Sense and sensibility: automated clustering to code studies across health and social care systematic reviews

2012 Auckland

Brunton G¹, Stansfield C¹, O’Mara-Eves A¹, Hauari H², Kavanagh J¹, Thomas J¹, Oliver S¹

¹EPPI Centre, Institute of Education, UK

²Thomas Coram Research Unit, Institute of Education, University of London

Background: Rapid systematic reviews for health and social care policy development often address complex concepts, required to a short deadline. Classifying a review’s studies requires careful coding tool development and piloting; further, the broad nature of these reviews canmeanmore references are located than can be coded in the available time. The possibility of using text mining technology to semi-automate the coding process, and save time, is clearly attractive.

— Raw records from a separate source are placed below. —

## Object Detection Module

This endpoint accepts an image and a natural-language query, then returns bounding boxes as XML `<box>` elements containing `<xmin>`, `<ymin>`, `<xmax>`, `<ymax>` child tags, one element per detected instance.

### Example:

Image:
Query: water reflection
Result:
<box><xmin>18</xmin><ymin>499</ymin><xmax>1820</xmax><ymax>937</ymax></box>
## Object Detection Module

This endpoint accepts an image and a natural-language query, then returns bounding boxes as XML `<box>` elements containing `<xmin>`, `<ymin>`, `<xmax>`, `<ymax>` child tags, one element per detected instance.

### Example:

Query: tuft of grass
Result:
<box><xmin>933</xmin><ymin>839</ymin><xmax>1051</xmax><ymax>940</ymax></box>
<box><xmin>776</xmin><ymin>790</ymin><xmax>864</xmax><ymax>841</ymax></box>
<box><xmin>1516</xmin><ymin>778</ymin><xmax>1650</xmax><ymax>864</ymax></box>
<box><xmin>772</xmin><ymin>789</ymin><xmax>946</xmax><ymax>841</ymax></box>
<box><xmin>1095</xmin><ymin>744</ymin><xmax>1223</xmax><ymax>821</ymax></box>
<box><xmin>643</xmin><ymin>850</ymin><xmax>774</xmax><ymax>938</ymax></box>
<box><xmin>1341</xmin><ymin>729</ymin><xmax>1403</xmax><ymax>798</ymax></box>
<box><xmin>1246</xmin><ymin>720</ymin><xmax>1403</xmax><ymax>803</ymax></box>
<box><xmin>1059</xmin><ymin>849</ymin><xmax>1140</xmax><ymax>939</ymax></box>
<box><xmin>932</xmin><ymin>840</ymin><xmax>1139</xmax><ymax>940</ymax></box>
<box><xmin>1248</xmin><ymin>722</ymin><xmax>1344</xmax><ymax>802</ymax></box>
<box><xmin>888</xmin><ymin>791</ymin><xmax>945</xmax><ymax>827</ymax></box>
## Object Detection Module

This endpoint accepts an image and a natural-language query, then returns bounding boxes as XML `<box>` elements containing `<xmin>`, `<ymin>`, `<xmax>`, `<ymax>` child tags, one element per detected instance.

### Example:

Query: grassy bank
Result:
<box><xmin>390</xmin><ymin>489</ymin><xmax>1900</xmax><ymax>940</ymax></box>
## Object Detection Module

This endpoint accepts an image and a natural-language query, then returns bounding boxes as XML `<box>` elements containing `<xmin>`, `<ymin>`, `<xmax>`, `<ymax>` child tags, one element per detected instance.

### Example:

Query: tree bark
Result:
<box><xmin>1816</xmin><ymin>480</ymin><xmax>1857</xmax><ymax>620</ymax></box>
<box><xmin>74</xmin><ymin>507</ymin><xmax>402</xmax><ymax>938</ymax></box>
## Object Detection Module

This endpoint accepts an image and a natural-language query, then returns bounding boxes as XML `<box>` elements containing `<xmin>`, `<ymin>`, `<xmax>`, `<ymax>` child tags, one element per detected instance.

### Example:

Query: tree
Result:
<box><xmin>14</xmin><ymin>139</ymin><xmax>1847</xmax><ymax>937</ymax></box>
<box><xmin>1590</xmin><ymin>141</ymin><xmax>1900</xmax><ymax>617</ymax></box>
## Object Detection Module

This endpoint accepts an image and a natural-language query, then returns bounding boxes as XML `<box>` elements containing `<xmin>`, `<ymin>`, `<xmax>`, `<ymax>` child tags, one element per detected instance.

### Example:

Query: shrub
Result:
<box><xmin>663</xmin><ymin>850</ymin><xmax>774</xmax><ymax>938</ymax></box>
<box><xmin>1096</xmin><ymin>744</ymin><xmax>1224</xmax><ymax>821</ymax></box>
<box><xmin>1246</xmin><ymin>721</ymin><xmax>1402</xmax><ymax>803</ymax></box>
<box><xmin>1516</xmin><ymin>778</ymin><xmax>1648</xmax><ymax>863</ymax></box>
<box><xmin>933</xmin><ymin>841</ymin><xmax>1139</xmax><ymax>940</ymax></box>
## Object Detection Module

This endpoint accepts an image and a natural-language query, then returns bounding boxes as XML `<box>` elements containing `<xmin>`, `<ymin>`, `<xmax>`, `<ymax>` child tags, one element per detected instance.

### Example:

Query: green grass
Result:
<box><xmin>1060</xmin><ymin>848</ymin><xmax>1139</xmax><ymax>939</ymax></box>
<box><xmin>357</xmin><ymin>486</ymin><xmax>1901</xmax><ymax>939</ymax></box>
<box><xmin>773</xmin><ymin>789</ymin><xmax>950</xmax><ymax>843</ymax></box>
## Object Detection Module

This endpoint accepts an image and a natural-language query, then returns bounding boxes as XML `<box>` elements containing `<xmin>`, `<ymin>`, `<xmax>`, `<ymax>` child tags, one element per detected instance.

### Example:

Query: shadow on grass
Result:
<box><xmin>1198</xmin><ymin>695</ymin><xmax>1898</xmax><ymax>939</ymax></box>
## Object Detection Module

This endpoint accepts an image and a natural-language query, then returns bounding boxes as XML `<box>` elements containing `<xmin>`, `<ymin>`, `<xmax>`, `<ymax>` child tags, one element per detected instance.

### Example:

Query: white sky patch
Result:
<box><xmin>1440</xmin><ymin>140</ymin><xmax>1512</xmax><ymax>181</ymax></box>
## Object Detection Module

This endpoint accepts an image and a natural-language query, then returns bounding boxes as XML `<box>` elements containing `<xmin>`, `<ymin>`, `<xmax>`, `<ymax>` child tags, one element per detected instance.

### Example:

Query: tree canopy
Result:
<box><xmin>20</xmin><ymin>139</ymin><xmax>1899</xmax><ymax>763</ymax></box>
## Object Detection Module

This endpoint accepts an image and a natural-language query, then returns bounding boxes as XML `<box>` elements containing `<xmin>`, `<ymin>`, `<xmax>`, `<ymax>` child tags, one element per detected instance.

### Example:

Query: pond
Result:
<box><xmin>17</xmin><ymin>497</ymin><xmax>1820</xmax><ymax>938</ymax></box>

Objectives: To assess the ability of automated clustering to provide rapid, accurate descriptive codes of a review’s included studies.

Methods: The CarrotSearch.com Lingo3G document clustering utility was used on text from included studies’ titles and abstracts across four systematic reviews of life checks, incentives, protected areas and community engagement. Text was automatically extracted and clustered, grouping sets of documents with similar words together. Sets were ‘labelled’ with a code to describe each group of documents. ‘Outlier’ studies were located and coded manually. Across reviews, codes were descriptively and reflectively analysed in terms of the process, time taken, utility of hierarchical levels and sensibility of codes. In two reviews, predictive ability of clustering was tested against manual coding developed: (1) with a previously used tool, and (2) in an independent parallel review.

Results: Initial evidence suggested that clustering compared to manual coding requires less time but more focused researcher input. A large proportion of nonsensical codes were generated, requiring manual interpretation. Using two hierarchical cluster levels was useful. Clustering identified the same health topics as manual coding, and sometimes identified new concepts unknown to reviewers. Clustering built reviewers’ topic knowledge and facilitated discussion between researchers and stakeholders.

Conclusions: Clustering methods for coding in systematic reviews are a promising technique for accurate, efficient study categorisation, allowing more efficient use of researcher time. These methods are currently being further tested.